Seeking to resolve weeks-long tension over a meeting with a conservative activist, Texas House Speaker Dennis Bonnen sent an email to House members Tuesday apologizing for saying “terrible things that are embarrassing” during the conversation.

“I was stupid to take a meeting with an individual who has worked hard to divide our House,” said Bonnen, a Republican from Lake Jackson, in the email, referring to Michael Quinn Sullivan. “It was a mistake.”

Bonnen did not address the most serious allegation from the meeting: that he and a Republican lieutenant offered to give media credentials to writers for a publication affiliated with Sullivan's Empower Texans in exchange for the group backing primary opponents to 10 Republican House members. Bonnen had said at the end of the legislative session in May that he would support all Republicans' reelection bids and urged his colleagues to do the same.

Sullivan described the June 12 meeting in a blog post last month, which included details about the “backroom offer” and the names of the lawmakers Sullivan said Bonnen asked him to target.

Bonnen denied the accusation in a letter to Sullivan on June 27 and he denied it again after Sullivan published his description of the meeting.

Sullivan then revealed that he had secretly made an audio recording of the meeting and he threatened to release it if Bonnen did not correct the record. He has yet to release the recording publicly, but he has invited GOP lawmakers to listen to it.

Four House members who listened to the recording have told the American-Statesman that Sullivan’s account of the meeting is accurate.

In Tuesday’s email, Bonnen opened with an apology and said he regretted what he said during the meeting.

“I said terrible things that are embarrassing to the members, to the House, and to me personally,” he wrote. “You know me well enough to know I say things with no filter. That's not an excuse for the hurtful things I said or the discussion that was had.”

In the email, Bonnen reiterated his earlier call for Sullivan to release the recording of the meeting so that “the House is no longer held hostage, and we can begin to heal.”

“I have reached out to many of you, and I want to visit with all of you,” he wrote. “I hope I have the chance to apologize to you personally. I am truly sorry from the bottom of my heart. I ask for your forgiveness, and I hope to rebuild your trust.”

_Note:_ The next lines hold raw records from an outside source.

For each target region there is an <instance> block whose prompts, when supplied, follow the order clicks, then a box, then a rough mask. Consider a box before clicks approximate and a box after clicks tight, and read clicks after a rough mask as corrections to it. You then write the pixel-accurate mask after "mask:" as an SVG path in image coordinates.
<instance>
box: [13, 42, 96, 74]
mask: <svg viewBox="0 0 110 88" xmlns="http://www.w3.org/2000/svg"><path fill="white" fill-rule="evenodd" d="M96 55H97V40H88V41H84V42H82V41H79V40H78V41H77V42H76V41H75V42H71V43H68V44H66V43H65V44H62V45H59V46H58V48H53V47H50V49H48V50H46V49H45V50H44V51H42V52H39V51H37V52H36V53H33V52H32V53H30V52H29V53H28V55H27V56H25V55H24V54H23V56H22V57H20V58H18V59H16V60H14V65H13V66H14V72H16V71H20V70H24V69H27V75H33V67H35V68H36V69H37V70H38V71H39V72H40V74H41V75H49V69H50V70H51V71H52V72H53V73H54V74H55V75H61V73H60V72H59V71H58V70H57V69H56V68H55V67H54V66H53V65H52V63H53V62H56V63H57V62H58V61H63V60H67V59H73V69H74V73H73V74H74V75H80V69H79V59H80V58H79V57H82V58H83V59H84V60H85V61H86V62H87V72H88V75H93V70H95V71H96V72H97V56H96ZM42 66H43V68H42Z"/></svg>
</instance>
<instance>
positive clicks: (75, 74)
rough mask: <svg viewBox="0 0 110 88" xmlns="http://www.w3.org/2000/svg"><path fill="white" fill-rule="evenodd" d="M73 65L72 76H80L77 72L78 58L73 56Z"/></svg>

Lawmakers had mixed reactions to Bonnen’s email.

Rep. Jeff Leach, R-Plano, said called his response “a strong, much-needed statement.”

“Like me, & all of us, Dennis is imperfect,” Leach wrote in a tweet. “But this statement exhibits a refreshing humility that admits missteps & seeks to make rebuild the trust that has been broken. A great step forward for him & the Texas House.”

But Rep. Jonathan Stickland, a close ally of Empower Texans' who is not seeking reelection in 2020, said Bonnen's apology wasn't enough. Stickland said he listened to Sullivan's recording last week.

"The apology Bonnen issued does not address any of the major concerns people should have about this situation," he said. "He lied and he didn't apologize for lying. He apologized for saying mean things about members."

Carrollton Rep. Michelle Beckley — one of two Democrats Bonnen offered “amusing (if slightly vulgar) comments" about during the meeting, according to Sullivan — told The Dallas Morning News that she accepted Bonnen’s apology and was ready to move on.

“He is a first-time speaker, first and only,” she said. “I don't think he'll be reelected. He caused this himself. He should know better.”

Rep. Tan Parker, R-Flower Mound, one of the 10 members that Sullivan said Bonnen wanted to see defeated, said Tuesday in a statement issued after Bonnen's apology that he had listened to the recording and that "it was very apparent that our speaker and caucus chairman did engage in targeting specific members of the Republican caucus."

"I find this reckless ambition to be absolutely disgusting," Parker said. "The disparaging commentary that was also heard was the epitome of disrespect and a clear attack on the values of the Republican Party and the integrity we have established in the Texas House."

Parker didn't address Bonnen's apology, but called on House Republicans to investigate Bonnen's actions.